KING OF THE STORM (hereafter KotS) isn’t so much a coming of age tale as it is a road trip tale, told over the course of a single lifetime. We get to follow mythological Perseus from his boyhood at school and his first crush, to seeing his grandchildren being born. We get to live through some of his most famous exploits (killing Medusa, etc.) while getting a deep look at his familial relationships, desire for a ‘normal’ life, and romantic entanglements.
If you look at the plot as more of a soul mate trope journey, instead of a hero’s journey, the book stands on its own a lot better. I was frustrated at first because the battle scenes seemed skimmed over, especially the more well known ones, in favor of romantic relationships and sex scenes, but I think the author might have been working off the assumption that we already know Perseus the hero, now it’s time to know Perseus the complex human. I can get behind that.
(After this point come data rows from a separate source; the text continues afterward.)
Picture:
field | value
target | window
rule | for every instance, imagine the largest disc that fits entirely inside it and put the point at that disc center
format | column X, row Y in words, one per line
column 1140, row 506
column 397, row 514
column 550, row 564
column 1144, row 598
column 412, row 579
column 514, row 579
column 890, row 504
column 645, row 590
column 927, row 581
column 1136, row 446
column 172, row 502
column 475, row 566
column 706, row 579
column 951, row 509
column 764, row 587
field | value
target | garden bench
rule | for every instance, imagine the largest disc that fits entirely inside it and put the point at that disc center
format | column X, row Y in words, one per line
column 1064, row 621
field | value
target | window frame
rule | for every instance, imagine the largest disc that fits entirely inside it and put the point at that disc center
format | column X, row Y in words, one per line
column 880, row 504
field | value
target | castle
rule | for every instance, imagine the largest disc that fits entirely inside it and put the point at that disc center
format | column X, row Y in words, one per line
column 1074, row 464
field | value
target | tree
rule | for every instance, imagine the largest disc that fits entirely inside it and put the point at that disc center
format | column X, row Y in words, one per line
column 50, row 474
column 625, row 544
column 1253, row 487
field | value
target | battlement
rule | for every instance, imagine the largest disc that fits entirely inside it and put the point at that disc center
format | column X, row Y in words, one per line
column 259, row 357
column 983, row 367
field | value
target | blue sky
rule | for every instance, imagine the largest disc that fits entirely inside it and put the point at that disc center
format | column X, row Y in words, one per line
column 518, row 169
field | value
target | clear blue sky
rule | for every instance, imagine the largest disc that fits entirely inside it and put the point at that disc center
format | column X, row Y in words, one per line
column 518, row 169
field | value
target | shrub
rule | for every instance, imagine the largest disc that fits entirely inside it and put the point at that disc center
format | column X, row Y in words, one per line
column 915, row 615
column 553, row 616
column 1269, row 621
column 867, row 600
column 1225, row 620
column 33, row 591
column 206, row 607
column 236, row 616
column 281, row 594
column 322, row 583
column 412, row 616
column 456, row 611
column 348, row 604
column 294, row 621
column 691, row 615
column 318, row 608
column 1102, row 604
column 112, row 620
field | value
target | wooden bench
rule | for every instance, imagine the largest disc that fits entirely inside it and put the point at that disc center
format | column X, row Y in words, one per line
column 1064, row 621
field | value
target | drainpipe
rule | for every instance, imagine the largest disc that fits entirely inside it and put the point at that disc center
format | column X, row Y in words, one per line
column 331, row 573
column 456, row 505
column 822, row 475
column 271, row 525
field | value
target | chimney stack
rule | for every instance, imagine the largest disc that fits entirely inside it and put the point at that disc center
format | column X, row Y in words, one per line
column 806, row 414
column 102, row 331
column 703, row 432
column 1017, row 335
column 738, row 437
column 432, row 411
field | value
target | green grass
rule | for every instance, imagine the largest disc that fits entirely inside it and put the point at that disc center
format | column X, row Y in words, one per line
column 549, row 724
Is it romance or is it fantasy?
This is the question I kept asking myself. The book sets itself up as romance during the first few chapters, but once Perseus leaves school we’re treated to much more of a hero journey. Perseus makes friends, dodges prophecy, and gets trailed by gods wherever he goes. He gets assigned a wife. He has kids. His kids have kids. He has adventures. A lot more gets packed into the middle and end of this story than I’d anticipated, and I think it made the book a much richer read because of that. Yes, there is romance, and yes, they’re soul mates, and yes, it’s HEA, but Perseus has to really struggle, people are lost along the way, and the author use a neat blend of Greek mythology and Greek history to get us there.
Sexy time, sexy time
For those reading for this part, while Perseus is canonically bisexual, only the sex scenes with men are described. His relationship with his wife is fade to black throughout the book, which I was kind of grumpy about. After half a book of penis I was looking forward to a little muff action (even if there was a penis involved), but alas, twas not to be. We do get lesbians towards the end, but only innuendo action (though we do get a f/f wedding!). This book will do well with the m/m community of readers, especially those looking to get out of standard contemporary and into different worlds.
As a final note, I appreciate seeing more m/m books written by male authors. There isn’t anything wrong, of course, with m/m being written by women, but I know gay male readers have been clamoring for more ownvoices m/m work. The sex in this book is not fetishized in any way, and I didn’t feel voyeristic reading it. There wasn’t an ‘alpha’ or any type of structured power play, and the sex scenes read, between the two main characters, very much like two people in love.